Möglicherweise liegt das Problem darinnen, dass wir 'den Gott' begrenzt und persönlich begreifen. Dass das im Kopf eines 'aufgeklärten' Menschen ein Kuddelmuddel veranstalten muss, ist irgendwie logisch. Als ob da oben (oben?) einer (er?) sitzen würde und den allmächtigen Puppenspieler mimt und für uns Würmchen begreifbar ist. Das krieg ich auch nicht hin, ohne mein Hirn geradezu zu vergewaltigen - und das mach ich nicht.

Für mich ist das Leben und die Welt eine Frage der (bewusst-)Seinsebenen. Ich glaube nämlich nicht, dass die Welt da aufhört, wo wir sie nicht mehr messen können. Es ist ja schon so, dass wir nichtmal unsere Gedanken und Gefühle selbst messen können, sondern nur die von ihnen ausgelösten Aktivitäten des Körpers.

Meine Überzeugung (wahrscheinlichste und logischste Möglichkeit für mich) ist da eher, dass wir hier auf einer be-greifbaren und messbaren Seinsebene existieren. Gefühle und Gedanken sind uns am nächsten, wir können sie noch wahrnehmen, aber nicht mehr messen (außer anhand körperlicher Reaktionen) - und warum sollte die Welt dann aufhören? Das ergibt für mich überhaupt keinen Sinn.
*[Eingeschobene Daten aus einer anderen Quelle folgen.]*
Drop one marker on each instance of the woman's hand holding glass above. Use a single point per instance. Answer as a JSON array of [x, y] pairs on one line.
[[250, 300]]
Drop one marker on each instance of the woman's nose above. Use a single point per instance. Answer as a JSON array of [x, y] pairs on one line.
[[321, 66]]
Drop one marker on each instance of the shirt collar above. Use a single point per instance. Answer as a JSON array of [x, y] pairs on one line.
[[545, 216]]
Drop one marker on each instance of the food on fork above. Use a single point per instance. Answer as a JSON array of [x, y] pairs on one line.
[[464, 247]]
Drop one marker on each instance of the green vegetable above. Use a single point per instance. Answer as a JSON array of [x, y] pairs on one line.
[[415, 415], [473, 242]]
Ich weiß nicht, ob es noch mehrere Seins-Ebenen gibt (woher auch?), aber die 'höchst'mögliche Bewusstseinsebene ist wahrscheinlich die göttliche. Eine Ebene, in der nichts mehr schwingt, Anfang und Ende keine Bedeutung haben und wo alles Eins ist. Das ist kein anderer Ort - genausowenig wie Gedanken und Gefühle an einem anderen Ort sind, die Seinsebenen überlagern sich wie Geist/Gefühl unser körperliches Hiersein überlagern bzw. durchfließen (oder wie immer man das ausdrücken möchte).
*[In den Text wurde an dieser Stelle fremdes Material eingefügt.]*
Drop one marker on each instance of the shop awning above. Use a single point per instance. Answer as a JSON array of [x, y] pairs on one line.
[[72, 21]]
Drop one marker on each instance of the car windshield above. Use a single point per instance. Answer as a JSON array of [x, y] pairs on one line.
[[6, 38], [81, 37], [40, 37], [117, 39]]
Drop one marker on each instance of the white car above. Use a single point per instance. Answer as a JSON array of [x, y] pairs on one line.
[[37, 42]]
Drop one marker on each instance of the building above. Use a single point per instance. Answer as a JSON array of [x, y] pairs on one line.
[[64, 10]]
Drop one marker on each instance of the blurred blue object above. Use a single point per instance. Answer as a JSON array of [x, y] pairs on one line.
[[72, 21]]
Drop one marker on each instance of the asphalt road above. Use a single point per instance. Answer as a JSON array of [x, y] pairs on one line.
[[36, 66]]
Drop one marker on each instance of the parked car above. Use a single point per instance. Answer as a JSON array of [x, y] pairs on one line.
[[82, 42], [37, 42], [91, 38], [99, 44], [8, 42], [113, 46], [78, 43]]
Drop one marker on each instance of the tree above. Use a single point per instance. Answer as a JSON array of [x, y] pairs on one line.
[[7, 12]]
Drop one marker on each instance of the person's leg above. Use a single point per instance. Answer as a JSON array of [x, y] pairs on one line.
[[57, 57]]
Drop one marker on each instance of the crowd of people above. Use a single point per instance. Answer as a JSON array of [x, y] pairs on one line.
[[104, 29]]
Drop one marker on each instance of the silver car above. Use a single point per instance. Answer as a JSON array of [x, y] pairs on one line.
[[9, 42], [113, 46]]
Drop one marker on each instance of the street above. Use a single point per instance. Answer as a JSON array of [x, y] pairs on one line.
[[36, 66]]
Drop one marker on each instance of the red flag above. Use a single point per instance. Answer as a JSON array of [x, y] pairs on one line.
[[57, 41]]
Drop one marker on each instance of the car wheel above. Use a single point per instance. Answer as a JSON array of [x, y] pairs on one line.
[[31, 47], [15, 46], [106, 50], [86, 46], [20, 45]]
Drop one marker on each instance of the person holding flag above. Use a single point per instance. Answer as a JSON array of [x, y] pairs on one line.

Ich glaube übrigens nicht, dass Schöpfungs- oder Göttliche Ebene andere Funktionen für die Schöpfung selbst erfunden hat und so vergleiche ich Liebe ganz gerne mit Anziehungskraft auf 'höherer' Ebene. Weil das ganze Sein sich zwischen den Kräften der Anziehung und der Abstoßung (auf höherer Ebene Ablehnung) bewegt.

Die Wanderung der Seelen durch die Gezeiten wie das Leben als solches sind wieder ne andere Geschichte, aber da muss man einfach nichts erfinden, es ergibt sich von selbst auf ganz logische Weise (gehört aber hier nicht her *vermut*)
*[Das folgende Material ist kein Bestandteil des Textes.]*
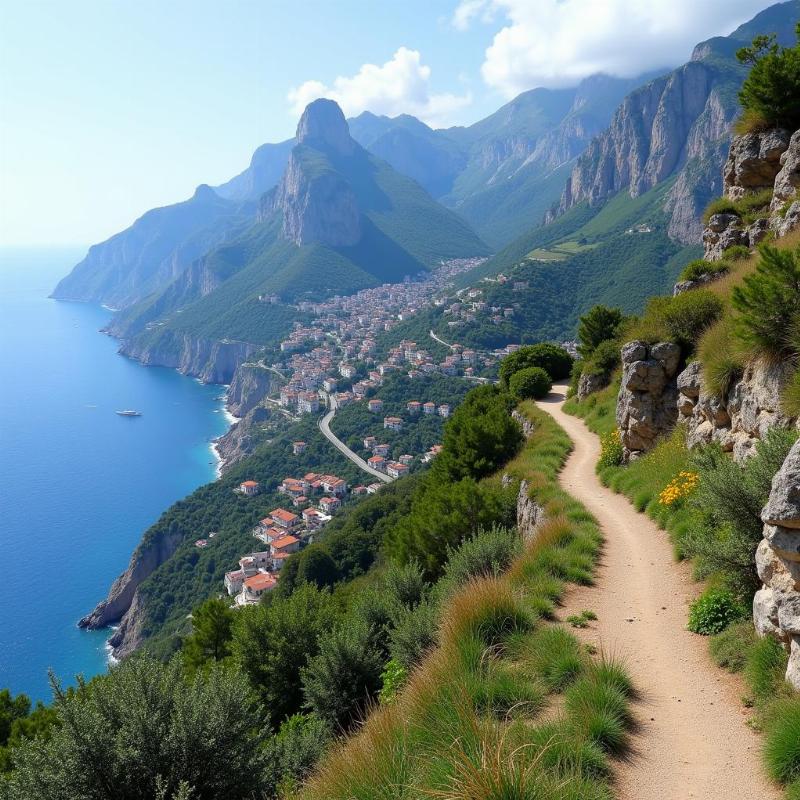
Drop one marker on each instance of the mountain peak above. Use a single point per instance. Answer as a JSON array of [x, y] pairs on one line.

Ich glaube übrigens, dass das Verbot, etwas herausfinden zu wollen (oder der Zwang, an Dogmen glauben zu müssen) einzig auf dem Mist von Schriftgelehrten gewachsen ist, weil sie selbst nix gewusst haben. Aber Jesus hat gesagt, dass uns aufgemacht wird, wenn wir an eine Tür klopfen, die zum Verborgenen führt. Die Meinung der Schriftgelehrten geht mir eher links am Allerwertesten vorbei, die haben schon soviel Mist verzapft, dass es kaum noch zu toppen ist. Und warum sollte 'Gott' etwas dagegen haben, dass ein Menschlein herausfinden will, wie das Leben und die Schöpfung funktioniert? Das ist doch Sch*** mit Reis, da pfeif ich doch auf die Schriftgelehrten, klopf rum und versuche Türen zu öffnen - manchmal sogar mit Erfolg.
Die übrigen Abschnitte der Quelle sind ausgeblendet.